The company first sponsored Indian Army teams in the ‘Himalayan Rally’ while a handful of others followed. However, this was not enough to popularise motorsport among common enthusiasts. This was when Maruti decided to organise its own rallies and create bigger and tough formats with motoring professionals. The objective was to sponsor these events and set up motorsport platforms at par with international standards.

The rallies are a convergence point for individuals (professionals, amateurs and different age/gender) to participate and test their driving skills. They are free to use any model and not stay confined to Maruti Suzuki products. The flagship ‘Raid-de-Himalaya’ finds a place in the off-road rallies calendar of FIM (Federation Internationale de Motocyclisme), Geneva (Switzerland), which lists only 11 other international motoring events.
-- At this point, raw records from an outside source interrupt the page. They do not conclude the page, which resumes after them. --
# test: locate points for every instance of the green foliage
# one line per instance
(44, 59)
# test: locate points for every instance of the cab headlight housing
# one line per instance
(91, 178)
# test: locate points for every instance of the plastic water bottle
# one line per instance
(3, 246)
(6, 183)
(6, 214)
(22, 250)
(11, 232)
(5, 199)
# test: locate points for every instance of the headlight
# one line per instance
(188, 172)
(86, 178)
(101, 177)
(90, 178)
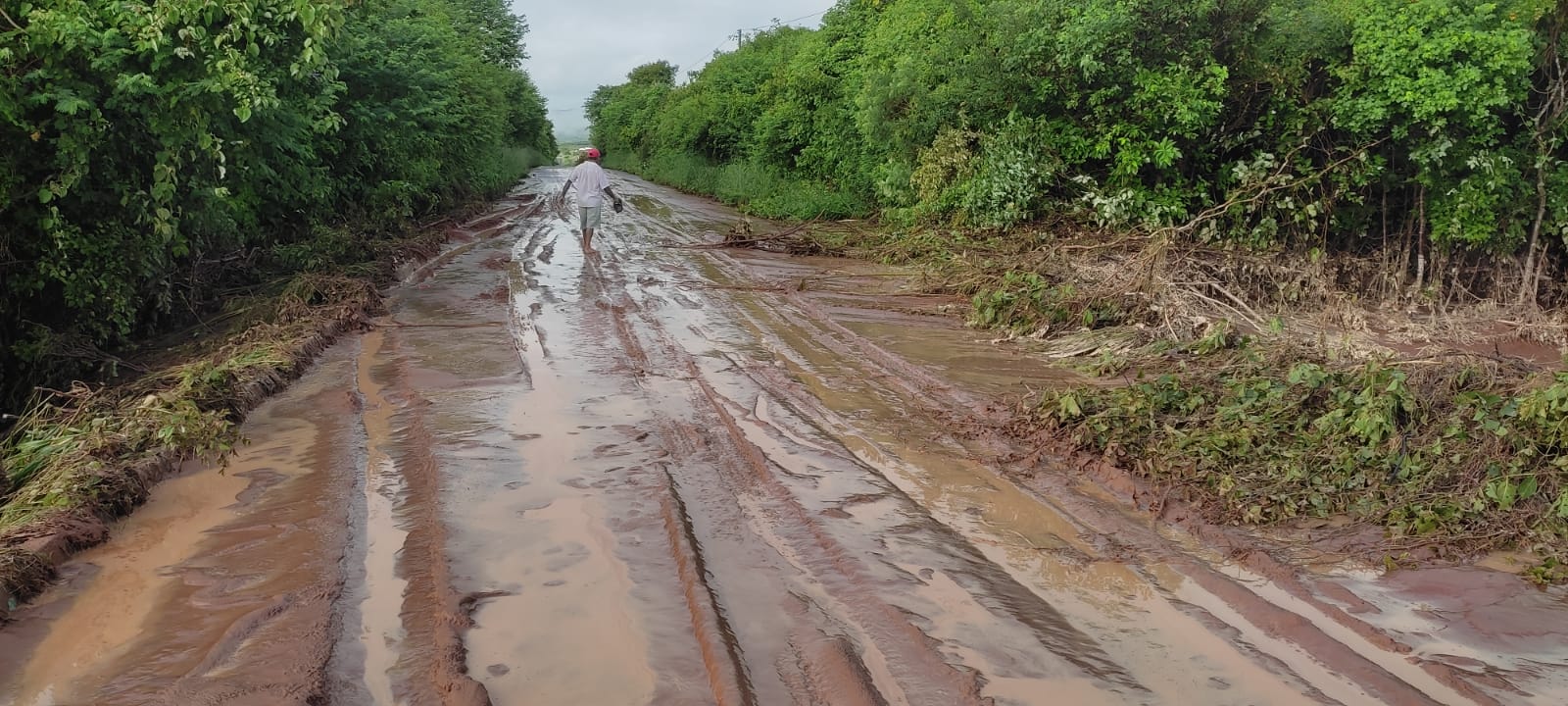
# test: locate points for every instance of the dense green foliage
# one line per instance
(1434, 126)
(1450, 451)
(156, 153)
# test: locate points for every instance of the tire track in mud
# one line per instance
(1280, 624)
(911, 671)
(1379, 666)
(431, 666)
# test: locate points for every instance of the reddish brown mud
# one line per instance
(671, 476)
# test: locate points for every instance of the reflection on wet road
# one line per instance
(671, 476)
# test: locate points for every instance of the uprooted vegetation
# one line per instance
(1454, 454)
(1259, 389)
(88, 455)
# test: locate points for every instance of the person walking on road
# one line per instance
(592, 185)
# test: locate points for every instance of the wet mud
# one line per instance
(673, 476)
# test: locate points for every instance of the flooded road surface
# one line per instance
(682, 476)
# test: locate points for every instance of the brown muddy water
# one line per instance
(671, 476)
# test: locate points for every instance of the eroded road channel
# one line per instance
(681, 476)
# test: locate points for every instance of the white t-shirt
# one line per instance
(590, 180)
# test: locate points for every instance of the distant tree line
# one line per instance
(1431, 129)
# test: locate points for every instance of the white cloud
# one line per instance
(579, 46)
In India, the Federation of Motor Sports Clubs of India (FMSCI) is a long-standing member of FIM and looks after all motorsport activities. According to Pant, all of Maruti Suzuki’s motorsport events are in line with rules and safety guidelines of both organisations.
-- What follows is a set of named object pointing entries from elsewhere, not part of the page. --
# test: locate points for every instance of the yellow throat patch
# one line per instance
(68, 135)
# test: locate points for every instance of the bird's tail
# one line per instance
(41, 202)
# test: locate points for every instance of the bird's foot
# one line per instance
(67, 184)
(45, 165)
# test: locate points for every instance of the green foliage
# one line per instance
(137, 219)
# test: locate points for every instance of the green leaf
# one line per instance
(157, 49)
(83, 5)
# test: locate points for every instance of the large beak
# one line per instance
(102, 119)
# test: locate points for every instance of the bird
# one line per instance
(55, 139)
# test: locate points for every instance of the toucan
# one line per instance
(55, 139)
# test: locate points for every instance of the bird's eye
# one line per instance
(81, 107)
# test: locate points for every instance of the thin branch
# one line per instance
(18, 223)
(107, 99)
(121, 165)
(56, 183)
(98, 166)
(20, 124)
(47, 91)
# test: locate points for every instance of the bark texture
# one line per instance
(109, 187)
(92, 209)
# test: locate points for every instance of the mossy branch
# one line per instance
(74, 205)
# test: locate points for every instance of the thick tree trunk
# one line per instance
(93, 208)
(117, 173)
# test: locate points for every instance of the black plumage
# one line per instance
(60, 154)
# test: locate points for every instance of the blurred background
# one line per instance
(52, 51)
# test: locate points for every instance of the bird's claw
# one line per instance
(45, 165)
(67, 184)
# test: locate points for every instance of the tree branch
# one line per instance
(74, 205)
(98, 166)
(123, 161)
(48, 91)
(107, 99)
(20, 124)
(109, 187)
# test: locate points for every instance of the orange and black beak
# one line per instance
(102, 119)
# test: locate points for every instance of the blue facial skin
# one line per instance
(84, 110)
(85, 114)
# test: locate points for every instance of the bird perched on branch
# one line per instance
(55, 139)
“The safety effort is supplemented with ambulances en route,” says Pant. “The rally is monitored for its entire duration by radio-equipped/GPS enabled cars and more than a hundred volunteers ensure safe passage of the event.”
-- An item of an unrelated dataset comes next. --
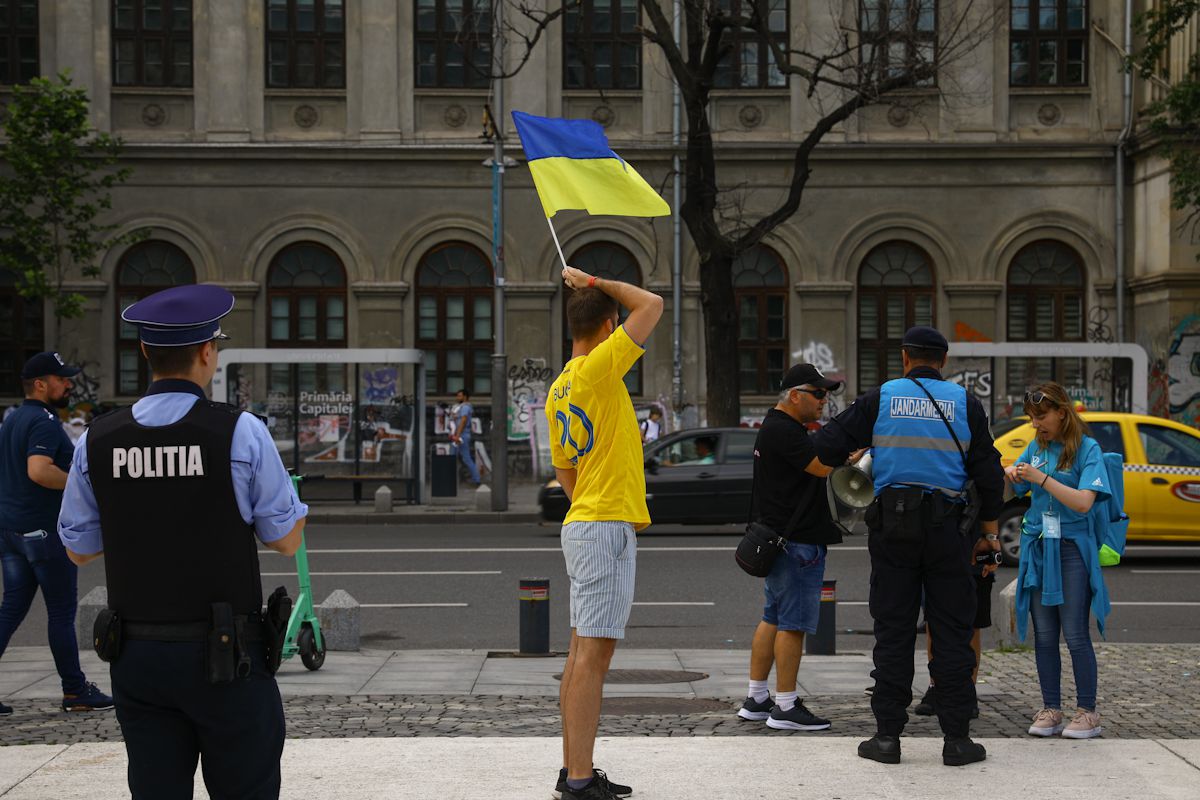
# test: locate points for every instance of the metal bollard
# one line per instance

Maruti also partners various motorsports clubs to organise these rallies. Northern Motorsport and Himalayan Motorsport are some of them.

Rising figures

A team of rally experts is involved in various functions such as planning the route, identifying the stages, defining competition sections, logistics, getting the go-ahead from State authorities and putting in place emergency medical services.The number of participants in ‘Raid-De-Himalaya’ has gone up from 85 in 2010 to 250 five years later. ‘Desert Storm’ has also seen a rise from 140 participants in 2014 to 200 a couple of years thereafter.

Suresh Rana, also known as the ‘Manali Man’, one of these regular participants, says motorsports has finally found acceptance from people across the country. As his nickname suggests, he is from a relatively small town like Manali, where this pursuit was almost alien.

“After winning over 10 editions of Raid-De-Himalaya and participating in other format rallies over the years, I can confidently say the levels of competencies have increased tremendously,” says Rana. He believes that the trend will only grow in the coming years.

What is even more interesting is the increasing number of female participants like Bani Yadav. She is the only woman to win all major rally titles in a year. All this is a welcome change from the days when youth could hardly pursue such interests.

“Maruti has introduced new championships in basic formats like time-speed-distance rallies. This will allow youngsters to fire their motorsports dreams and prepare themselves for bigger format rallies in the long run,” says Yadav.